# Thunders-Sky LP12V160AH(a)



## COS (Dec 23, 2008)

I'm a new member/poster here. I am considering this battery LP12V160AH(a) found at: http://www.thunder-sky.com/pdf/TS-LP12V160.pdf

Does anyone know of a BMS for these cells?

Thanks
________
Honda NU50


----------



## dimitri (May 16, 2008)

What's the advantage of this battery vs. 4 individual cells of 160 AH 3.2 V? Is it cheaper? More available?

I'm pretty sure that its just 4 cells packed in one case and connected in series. 

Also, the document states its designed for starter application, not as a traction battery, perhaps its related to internal connections and their ability to sustain high current for more than few seconds.

I think getting individual 160 AH cells gives you better flexibility in design and layout of your pack, IMHO.


----------



## COS (Dec 23, 2008)

Assume my battery pack is 11 Cells to acieve a voltage of 144V~154V

"What's the advantage of this battery vs. 4 individual cells of 160 AH 3.2 V?"
I will need 11 BMS modules as opposed to 38 if I used 3.7v cells.

"Is it cheaper?"
Dunno yet. Haven;t got a reply back. Sent email this morning.

"More available?"
Per Joanne from Thunder-Sky it's as available as the smaller 3.2-3.7 Prismatic cells.

"I'm pretty sure that its just 4 cells packed in one case and connected in series."
You're probably correct, I wouldn't know. Anyone else know?


"Also, the document states its designed for starter application, not as a traction battery..."
Aren't all the Flooded and Deep Cycle lead acid batteries everyone uses in the older DIY EV's designed as such? What's the difference here? I would think the higher discharge is a plus, especially when my wife has a"Lead foot".

"I think getting individual 160 AH cells gives you better flexibility in design and layout of your pack, IMHO."
You are ABSOLUTELY correct! However, the battery pack is nothing but a long rectangle. Whether I use a few medium rectangles to achieve my pack or many smaller ones, they'll still fit (Theoretically) but I'll have less of a spaghetti nest of BMS wires and contact rods running up and down the pack. Well, at least that's the plan.....lol

Thanks
________
Honda XR50


----------



## dimitri (May 16, 2008)

I guess all depends on what you expect BMS to do. Is 'M' for Monitoring or Management? Read up many posts here about BMS features and flavors.

Just for monitoring you could use PakTrakr, check to see if it can "read" 12V batteries in "Lithium" mode. It might be a bit off, but should provide pretty good Monitoring function.

Since this battery is made of 4 internal cells, my biggest concern would be those cells getting out of balance. Maybe this is why TS does not recommend it for traction use. In this config you have no way of balancing individual cells, which is a must for EV use , IMHO.

You can't compare with Flooded LA, those are balanced by simply gassing extra current to get all cells equal, no BMS required.
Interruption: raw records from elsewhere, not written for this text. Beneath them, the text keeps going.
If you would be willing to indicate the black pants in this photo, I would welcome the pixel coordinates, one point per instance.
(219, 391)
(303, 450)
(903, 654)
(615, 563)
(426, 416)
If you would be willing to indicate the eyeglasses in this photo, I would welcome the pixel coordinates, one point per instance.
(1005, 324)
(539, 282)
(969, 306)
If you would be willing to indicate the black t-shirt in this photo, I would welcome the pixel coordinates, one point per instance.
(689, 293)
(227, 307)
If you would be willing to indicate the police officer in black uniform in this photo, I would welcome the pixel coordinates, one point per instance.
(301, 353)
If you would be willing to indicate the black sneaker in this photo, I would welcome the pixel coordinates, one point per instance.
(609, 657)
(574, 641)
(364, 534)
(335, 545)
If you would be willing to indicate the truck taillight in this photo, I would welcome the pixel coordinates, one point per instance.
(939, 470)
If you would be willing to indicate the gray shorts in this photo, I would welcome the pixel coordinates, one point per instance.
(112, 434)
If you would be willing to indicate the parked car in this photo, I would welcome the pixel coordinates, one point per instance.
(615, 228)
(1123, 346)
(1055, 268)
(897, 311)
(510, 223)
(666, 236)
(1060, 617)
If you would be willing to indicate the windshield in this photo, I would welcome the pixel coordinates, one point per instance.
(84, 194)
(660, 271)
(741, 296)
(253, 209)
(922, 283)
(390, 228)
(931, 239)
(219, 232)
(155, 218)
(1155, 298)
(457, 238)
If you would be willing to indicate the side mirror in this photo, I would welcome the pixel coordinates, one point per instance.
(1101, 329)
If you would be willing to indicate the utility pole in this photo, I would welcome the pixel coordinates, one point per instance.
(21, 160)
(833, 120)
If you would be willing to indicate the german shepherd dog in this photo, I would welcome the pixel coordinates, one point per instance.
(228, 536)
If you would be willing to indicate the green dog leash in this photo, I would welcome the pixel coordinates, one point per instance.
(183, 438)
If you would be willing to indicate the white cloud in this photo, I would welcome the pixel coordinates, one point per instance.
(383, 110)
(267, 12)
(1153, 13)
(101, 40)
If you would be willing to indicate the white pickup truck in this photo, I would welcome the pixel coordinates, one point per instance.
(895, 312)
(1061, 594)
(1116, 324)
With LiFePo4, you need to use voltage clampers to bypass current on individual cells, hard to do if they are enclosed in a box.

Considering you are spending over $10,000 on cells, is few extra BMS modules really going to make a big difference?


----------



## dimitri (May 16, 2008)

Also, I read somewhere that only LFP models use LiFePo4 chemistry, so I am not sure what specific chemistry is used in LP12 model, I can't find it anywhere in the doc. I wouldn't want any other chemistry in EV.


----------



## COS (Dec 23, 2008)

I'll ask them that question on if there are 4 packs crammed into the 12v model.

Now what's the difference on the LFP and LMP, LMP seems to have a wider voltage range than the LFP. Does anyone use the LMP?

If all else fails, I'll be using the smaller cells.

Are there members in this forum that sell Thunder-Sky batteries?
Or better yet, anyone make battery pack?

I'm lazy.
________
Harley-Davidson FLHPEI


----------



## dimitri (May 16, 2008)

http://en.wikipedia.org/wiki/ThunderSky

Different metals used on cathode, Cobalt, Ferrum (iron), Magnesium , produce different cell characteristics such as internal resistance, etc.

Some have higher internal resistance, which leads to lots of heat during high current discharge, which kills the battery. I think this is why some chemistries are only used for starter battery, high current, but only for short bursts, so it doesn't heat up too much.

At this point, IMHO, LFP is the only chemistry suitable for DIY EV builder, because its considered safe and more forgiving than others. You still need BMS, but it can be as simple as cell balancing and voltage monitoring.


----------



## hybrad (May 24, 2008)

COS said:


> Are there members in this forum that sell Thunder-Sky batteries?
> .


Yes..there are. We have them in stock.

Brad
junglemotors.com


----------



## toppowerbattery (Aug 27, 2008)

Do you want to get excellent LiFePO4 battery with very competitive price ?
If do , you can visit www.chinatoppower.com 
or contact [email protected]


----------



## Guest (Dec 30, 2008)

Well! Can you answer the gentleman's question? Does this pack have single cells packed within or is it built like a large format battery? If you sell them you can answer the question. If you can't you should find out. The more you know and the more you know to help your customers you will sell more. 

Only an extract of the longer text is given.